Day 2 — Hikes, Picnics, and Afternoon Adventures

Start your morning with coffee at Camp 4 Coffee and breakfast at McGill’s or the Paradise Café, and then do an invigorating hike on hundreds of miles of trails that thread through wooded valleys, clear alpine lakes, and climb to mountaintops with forever views in surrounding Gunnison National Forest. Crested Butte is called the “Wildflower Capital of Colorado” for its wildflower-strewn meadows. Come in July and August for the best colors. Best hikes include Meridian Lake Trail, Brush Creek Trail, Rustler Gulch Trail, and Judd Falls Trail to a gorgeous waterfall. Other fine trails are on the Cement Creek Road southeast of town and along Kebler Pass Road to the west. The best local views are from Mount Crested Butte’s 12,162-foot summit. The mile-long trail begins from Silver Queen lift.

Nothing tastes as good as a picnic lunch after a morning hike. Stop at Clark’s Market or Mountain Earth Whole Food Grocery for all the fixings for a French lunch with baguette, brie, sliced apples, and maybe pasta salad, and then head to Town Park for tables and a playground.

There’s plenty to do on your last getaway afternoon. Take a stroll down pedestrian-friendly Elk Avenue, the main drag through Crested Butte, and see historical buildings, shop for gifts, and visit art galleries. The people-watching is great too. See the area from the back of a horse on a guided ride on one of the sprawling ranches down the valley. Play a round of golf at the Club at Crested Butte, an 18-hole championship course with lakes, aspen groves, and, of course, complimentary mountain views.

If catching a wild trout is your thing, lots of creeks, rivers, and lakes yield rainbow, brown, brook, and cutthroat trout.
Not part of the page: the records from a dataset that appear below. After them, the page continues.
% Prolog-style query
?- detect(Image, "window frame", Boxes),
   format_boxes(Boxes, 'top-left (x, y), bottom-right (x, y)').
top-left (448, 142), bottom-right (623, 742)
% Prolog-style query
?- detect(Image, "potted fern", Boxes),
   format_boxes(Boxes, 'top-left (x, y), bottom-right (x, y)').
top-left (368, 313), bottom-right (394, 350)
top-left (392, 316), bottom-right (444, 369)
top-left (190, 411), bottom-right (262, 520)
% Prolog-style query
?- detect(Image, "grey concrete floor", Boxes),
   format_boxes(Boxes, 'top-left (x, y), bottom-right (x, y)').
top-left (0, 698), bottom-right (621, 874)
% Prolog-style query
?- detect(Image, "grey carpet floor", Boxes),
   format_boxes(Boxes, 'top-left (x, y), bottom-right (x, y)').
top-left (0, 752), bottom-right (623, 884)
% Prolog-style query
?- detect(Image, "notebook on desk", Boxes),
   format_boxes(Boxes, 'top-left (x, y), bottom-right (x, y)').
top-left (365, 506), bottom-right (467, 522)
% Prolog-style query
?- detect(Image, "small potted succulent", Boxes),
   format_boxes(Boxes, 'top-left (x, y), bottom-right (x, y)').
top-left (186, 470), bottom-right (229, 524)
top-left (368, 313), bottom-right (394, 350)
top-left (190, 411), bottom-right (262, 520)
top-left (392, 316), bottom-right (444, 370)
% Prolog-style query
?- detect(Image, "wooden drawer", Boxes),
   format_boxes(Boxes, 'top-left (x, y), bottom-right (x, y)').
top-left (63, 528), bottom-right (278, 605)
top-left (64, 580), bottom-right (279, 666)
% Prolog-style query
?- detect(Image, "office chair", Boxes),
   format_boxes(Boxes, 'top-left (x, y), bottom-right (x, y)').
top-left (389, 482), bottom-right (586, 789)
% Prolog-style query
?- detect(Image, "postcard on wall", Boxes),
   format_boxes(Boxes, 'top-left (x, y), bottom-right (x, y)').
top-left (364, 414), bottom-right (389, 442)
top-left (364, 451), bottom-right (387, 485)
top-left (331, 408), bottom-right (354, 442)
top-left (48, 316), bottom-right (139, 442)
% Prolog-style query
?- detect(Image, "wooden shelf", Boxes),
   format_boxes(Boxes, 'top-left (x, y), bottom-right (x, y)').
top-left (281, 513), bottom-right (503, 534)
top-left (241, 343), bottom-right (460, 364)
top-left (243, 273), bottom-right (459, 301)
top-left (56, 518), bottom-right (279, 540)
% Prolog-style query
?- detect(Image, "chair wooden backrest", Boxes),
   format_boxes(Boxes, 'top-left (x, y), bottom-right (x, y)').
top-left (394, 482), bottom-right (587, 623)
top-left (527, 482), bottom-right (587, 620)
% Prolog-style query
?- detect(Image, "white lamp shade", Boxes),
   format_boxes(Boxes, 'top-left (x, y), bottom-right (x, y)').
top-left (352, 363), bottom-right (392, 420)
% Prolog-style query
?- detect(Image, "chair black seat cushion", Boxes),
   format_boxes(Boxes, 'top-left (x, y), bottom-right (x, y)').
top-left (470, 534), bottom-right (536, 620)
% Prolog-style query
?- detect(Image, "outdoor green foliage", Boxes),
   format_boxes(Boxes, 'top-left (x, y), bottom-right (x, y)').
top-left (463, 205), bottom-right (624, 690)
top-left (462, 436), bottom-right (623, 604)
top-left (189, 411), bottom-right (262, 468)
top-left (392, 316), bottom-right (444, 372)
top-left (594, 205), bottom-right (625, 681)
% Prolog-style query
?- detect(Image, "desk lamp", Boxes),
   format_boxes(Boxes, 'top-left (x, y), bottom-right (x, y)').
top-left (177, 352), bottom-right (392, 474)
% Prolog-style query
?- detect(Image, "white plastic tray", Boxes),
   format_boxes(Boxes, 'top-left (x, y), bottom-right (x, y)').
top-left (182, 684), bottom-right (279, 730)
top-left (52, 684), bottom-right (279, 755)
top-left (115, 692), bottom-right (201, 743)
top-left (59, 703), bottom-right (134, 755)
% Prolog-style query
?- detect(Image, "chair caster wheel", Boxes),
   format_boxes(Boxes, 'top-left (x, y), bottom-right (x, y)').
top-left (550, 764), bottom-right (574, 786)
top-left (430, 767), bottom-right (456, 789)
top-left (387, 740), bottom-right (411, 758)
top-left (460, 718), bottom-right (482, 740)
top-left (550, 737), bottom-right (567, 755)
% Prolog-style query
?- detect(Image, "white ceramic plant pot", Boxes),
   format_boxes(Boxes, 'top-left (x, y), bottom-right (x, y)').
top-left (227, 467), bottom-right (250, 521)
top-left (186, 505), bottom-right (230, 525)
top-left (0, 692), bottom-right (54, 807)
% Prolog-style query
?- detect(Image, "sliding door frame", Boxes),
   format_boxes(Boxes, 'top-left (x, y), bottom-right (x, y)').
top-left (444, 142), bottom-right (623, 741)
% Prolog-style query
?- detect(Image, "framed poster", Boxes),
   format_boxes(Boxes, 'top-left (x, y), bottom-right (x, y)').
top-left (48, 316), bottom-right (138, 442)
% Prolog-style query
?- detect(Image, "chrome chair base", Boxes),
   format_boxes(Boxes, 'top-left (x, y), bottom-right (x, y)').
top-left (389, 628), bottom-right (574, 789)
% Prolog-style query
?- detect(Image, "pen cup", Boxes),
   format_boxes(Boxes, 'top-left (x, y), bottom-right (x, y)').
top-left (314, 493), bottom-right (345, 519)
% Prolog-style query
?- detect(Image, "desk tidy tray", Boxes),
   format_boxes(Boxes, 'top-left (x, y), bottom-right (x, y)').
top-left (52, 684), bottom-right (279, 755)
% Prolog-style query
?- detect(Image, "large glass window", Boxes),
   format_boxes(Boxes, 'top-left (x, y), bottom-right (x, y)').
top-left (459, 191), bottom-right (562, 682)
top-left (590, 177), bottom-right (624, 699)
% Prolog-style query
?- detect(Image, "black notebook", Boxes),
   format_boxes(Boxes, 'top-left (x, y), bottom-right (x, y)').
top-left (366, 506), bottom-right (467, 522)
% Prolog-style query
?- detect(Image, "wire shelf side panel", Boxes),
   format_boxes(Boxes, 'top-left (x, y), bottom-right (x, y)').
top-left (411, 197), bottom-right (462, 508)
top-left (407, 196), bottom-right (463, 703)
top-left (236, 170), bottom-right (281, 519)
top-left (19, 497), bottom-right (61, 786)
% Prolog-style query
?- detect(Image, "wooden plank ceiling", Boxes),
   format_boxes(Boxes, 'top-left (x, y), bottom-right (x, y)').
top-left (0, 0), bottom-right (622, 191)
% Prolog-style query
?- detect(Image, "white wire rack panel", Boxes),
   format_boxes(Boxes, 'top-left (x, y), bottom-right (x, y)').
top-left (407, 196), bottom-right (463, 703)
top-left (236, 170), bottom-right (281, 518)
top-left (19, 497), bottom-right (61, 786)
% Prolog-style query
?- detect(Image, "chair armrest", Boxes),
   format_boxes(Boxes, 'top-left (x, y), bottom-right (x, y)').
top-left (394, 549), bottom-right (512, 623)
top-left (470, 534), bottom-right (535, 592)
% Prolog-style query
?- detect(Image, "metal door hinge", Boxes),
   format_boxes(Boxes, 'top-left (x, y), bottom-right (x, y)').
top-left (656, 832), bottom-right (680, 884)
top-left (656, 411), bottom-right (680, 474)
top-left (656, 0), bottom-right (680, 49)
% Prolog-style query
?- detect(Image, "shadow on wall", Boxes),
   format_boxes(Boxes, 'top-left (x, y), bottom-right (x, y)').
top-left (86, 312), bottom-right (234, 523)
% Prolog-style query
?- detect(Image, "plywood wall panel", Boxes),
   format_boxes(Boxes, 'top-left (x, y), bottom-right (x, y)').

Good fly fishing is in East River, Taylor River, and backcountry tarns like Green Lake. Check at Dragonfly Angler or Crested Butte Angler for a guided trip and local knowledge and conditions. Lastly, hop in the car and drive north to Gothic, a 1880s silver-mining town in a gorgeous setting. Gothic is now the home of the Rocky Mountain Biological Laboratory, one of America’s premier research facilities for mountain ecology and climate.